In [1]:
import pandas as pd
import numpy as np
import re

In [2]:
csv_files = ['ap_2010.csv','class_size.csv','demographics.csv', 'graduation.csv', 'hs_directory.csv', 'sat_results.csv']
text_files = ['survey_all.txt', 'survey_d75.txt']

##### creating a dictionary of all the datasets

In [3]:
data = {}
for file in csv_files:
    file_name = file.split('.')
    data[file_name[0]]= pd.read_csv(file)

##### correcting "survey" data set and add it to the dictionary

In [4]:
#read the file with its encoding
survey_all = pd.read_csv(text_files[0], sep = '\t', encoding = 'cp1252')
survey_d75 = pd.read_csv(text_files[1], sep = '\t', encoding = 'cp1252')

#merging two data set to one
survey = pd.concat([survey_all, survey_d75], axis = 0)

#add survey to the data dictionary by choosing the custom and useful columns
survey['DBN'] = survey['dbn']
custom_columns = ["DBN", "rr_s", "rr_t", "rr_p", "N_s", "N_t", "N_p", "saf_p_11", "com_p_11", "eng_p_11", "aca_p_11", "saf_t_11", "com_t_11", "eng_t_11", "aca_t_11", "saf_s_11", "com_s_11", "eng_s_11", "aca_s_11", "saf_tot_11", "com_tot_11", "eng_tot_11", "aca_tot_11"]
survey = survey[custom_columns].copy()
data['survey'] = survey

##### correcting "class_size" data set by adding DBN column

In [5]:
#function to add a zero to left side of the numbers in CSD column
def correct_CSD(column):
    CSD = str(column).zfill(2) 
    column = CSD
    return column
data['class_size']['CSD'] = data['class_size']['CSD'].apply(correct_CSD)

#create DBN column
data['class_size']['DBN'] = data['class_size']['CSD'] + data['class_size']['SCHOOL CODE']

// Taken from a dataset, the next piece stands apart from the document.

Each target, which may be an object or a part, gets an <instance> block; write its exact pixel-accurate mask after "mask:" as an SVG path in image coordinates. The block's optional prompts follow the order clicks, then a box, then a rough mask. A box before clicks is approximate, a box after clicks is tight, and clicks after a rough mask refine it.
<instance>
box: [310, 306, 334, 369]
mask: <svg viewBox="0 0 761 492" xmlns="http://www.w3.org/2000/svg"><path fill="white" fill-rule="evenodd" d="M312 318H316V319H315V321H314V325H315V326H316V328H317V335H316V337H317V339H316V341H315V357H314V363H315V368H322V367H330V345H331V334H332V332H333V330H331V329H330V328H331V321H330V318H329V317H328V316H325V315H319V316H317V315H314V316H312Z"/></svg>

#move DBN column to the front
cols = list(data['class_size'])
cols.insert(0, cols.pop(cols.index('DBN')))
data['class_size'] = data['class_size'].loc[:, cols]

##### correcting "hs_directory" data set

In [6]:
data['hs_directory'].rename(columns = {'dbn':'DBN'}, inplace = True)

##### correcting "ap_2010" data types to float

In [7]:
for column in data['ap_2010'].columns[2:]:
    data['ap_2010'][column] = pd.to_numeric(data['ap_2010'][column], errors = 'coerce')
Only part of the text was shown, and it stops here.